According to the Centre for Natural Burial’s Web site, six natural, environmentally friendly cemeteries have been established in the United States since the first one was created in 1998. Typically, bodies are refrigerated or kept on dry ice to ensure that they don’t start to decompose before the public viewing. Caskets are made from pine or biodegradable cardboard. The only thing that marks each grave is a flat, small stone natural to the area.
Hills’s proposed graveyard lies on a fourteen-acre plot along the Penobscot River in South Orrington, Maine, just south of Bangor. As a teenager, she camped there every summer in a one-room cabin that her father, Charles Walter Annable, built in 1936. He named the parcel “Rainbow’s End” for a rainbow that suddenly appeared arched across the river in the wake of a violent thunderstorm. In a letter Annable wrote to his daughter in 1938, he said the land was “practically the same year after year” even though “life with its complex experiences moves on at such a pace that it destroys our belief in an unchanging reality.” This small swath of forest and sloping plains, he added, offered the “illusion—or is it illusion?—of security and peace.”

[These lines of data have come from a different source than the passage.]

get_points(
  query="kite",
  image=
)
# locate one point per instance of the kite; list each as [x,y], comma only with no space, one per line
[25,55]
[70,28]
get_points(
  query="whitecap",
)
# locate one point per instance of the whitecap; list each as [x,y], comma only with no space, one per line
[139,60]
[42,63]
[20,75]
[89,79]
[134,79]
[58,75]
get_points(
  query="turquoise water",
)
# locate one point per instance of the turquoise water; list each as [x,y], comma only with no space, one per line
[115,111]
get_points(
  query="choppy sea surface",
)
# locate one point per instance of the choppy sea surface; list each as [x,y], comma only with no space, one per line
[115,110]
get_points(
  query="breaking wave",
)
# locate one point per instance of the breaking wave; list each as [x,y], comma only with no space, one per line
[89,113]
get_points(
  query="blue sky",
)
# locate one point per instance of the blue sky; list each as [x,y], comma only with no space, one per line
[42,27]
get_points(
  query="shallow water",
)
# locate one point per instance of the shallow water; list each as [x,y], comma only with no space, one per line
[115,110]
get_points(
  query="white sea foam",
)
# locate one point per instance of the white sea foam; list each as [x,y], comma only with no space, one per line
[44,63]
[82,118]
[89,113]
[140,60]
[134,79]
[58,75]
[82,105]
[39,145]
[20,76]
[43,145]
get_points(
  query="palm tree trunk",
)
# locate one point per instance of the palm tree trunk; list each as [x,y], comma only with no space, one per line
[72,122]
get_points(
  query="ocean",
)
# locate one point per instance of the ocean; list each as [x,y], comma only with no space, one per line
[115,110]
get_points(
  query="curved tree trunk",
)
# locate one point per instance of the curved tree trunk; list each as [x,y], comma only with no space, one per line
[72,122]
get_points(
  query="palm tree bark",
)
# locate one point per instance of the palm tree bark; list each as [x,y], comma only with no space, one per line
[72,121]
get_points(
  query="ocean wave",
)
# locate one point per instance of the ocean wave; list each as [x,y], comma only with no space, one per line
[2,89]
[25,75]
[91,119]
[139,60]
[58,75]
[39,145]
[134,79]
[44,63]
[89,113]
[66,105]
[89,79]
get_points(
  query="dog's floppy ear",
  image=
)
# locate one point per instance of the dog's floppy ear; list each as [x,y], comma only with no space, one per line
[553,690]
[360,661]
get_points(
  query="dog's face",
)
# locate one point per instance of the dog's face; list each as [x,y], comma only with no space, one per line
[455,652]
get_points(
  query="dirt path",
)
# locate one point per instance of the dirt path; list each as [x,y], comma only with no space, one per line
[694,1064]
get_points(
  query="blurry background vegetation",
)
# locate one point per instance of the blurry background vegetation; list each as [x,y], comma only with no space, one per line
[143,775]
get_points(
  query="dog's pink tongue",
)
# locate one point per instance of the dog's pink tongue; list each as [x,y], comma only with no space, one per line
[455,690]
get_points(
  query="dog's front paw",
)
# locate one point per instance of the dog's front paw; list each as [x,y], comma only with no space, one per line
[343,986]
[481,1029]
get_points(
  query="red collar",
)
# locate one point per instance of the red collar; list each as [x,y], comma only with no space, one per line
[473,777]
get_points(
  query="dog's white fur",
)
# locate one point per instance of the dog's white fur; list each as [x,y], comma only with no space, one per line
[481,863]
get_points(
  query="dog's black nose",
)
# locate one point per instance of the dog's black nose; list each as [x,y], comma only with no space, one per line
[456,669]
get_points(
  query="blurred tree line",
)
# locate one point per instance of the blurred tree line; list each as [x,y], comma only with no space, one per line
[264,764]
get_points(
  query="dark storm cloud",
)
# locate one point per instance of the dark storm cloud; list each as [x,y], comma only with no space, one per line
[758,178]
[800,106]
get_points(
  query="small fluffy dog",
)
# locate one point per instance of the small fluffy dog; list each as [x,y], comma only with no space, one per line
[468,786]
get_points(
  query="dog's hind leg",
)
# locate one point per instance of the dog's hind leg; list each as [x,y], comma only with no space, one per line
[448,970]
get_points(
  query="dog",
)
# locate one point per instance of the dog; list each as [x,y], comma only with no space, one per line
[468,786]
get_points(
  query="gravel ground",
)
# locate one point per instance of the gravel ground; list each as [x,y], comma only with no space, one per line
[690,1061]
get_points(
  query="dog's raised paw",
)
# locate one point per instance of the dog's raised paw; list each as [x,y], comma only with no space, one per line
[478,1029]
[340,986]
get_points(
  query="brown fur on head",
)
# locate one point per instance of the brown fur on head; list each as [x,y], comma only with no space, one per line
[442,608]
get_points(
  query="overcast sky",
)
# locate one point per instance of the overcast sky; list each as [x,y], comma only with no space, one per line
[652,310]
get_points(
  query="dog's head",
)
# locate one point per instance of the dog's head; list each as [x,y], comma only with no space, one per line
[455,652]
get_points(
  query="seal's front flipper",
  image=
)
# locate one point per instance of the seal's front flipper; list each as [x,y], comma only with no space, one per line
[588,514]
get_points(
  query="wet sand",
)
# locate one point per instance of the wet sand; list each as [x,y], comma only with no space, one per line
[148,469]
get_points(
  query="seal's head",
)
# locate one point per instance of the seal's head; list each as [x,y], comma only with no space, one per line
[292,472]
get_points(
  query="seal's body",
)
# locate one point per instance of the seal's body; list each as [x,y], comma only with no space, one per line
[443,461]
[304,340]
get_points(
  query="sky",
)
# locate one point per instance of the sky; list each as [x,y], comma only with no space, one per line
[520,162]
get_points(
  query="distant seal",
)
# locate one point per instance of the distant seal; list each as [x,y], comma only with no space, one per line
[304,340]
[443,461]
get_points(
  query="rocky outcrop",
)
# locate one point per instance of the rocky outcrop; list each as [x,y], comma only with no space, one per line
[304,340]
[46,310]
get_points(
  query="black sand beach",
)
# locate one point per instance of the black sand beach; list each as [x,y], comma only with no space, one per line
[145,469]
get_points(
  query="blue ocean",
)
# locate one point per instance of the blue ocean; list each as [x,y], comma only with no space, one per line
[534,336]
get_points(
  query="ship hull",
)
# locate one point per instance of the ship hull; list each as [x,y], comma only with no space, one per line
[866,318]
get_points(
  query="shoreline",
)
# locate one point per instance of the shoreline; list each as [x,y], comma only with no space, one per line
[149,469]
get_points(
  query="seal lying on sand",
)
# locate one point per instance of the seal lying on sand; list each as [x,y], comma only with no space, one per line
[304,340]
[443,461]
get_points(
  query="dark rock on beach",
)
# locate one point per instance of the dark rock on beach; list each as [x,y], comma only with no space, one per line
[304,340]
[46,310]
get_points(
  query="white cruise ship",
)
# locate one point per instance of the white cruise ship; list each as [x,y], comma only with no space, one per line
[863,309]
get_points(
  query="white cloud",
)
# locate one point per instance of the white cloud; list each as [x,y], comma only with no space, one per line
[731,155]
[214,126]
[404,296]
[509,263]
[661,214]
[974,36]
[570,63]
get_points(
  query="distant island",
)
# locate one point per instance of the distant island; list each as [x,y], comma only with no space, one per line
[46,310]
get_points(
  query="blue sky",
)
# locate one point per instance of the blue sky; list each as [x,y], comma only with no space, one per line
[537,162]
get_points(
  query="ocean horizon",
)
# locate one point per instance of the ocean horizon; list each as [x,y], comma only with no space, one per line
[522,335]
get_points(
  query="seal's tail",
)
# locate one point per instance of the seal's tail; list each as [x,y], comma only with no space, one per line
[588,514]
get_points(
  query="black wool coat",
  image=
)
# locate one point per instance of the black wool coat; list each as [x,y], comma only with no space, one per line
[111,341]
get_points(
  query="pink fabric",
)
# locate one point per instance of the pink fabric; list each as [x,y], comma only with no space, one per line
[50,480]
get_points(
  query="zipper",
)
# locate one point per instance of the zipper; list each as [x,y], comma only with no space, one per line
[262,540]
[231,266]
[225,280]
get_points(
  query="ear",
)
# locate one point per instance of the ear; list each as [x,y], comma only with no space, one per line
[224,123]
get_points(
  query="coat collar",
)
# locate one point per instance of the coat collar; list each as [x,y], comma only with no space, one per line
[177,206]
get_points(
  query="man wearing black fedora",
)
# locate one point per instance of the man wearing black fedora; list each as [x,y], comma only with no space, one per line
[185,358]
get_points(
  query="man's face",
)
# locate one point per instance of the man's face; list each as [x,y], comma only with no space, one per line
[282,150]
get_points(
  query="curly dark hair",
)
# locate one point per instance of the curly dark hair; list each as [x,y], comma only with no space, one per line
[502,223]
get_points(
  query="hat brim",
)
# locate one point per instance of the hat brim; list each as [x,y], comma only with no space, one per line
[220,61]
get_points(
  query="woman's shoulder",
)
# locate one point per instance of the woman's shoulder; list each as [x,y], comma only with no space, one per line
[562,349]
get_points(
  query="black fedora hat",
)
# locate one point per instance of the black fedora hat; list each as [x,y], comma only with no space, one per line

Hills says it’s this sentiment that made her want to create a green cemetery. She says the cemetery will ensure that the land her family cherished for over a hundred years “will always remain exactly as it currently is.”
In October, Hills, a retired nurse and schoolteacher, started a nonprofit corporation to manage the land after her death. Her goal is to sell about 100 five-by-ten-foot plots at $750 apiece. According to Hills, the money will be enough to maintain the land in perpetuity.
As of late November, only one person besides Hills had signed up to be buried in the cemetery: her husband James, 85. Then a woman called. She wanted to bury her stillborn baby in the cemetery. Hills immediately assented. “It’s been a lot of work,” she says. “But absolutely it’s been worth it.”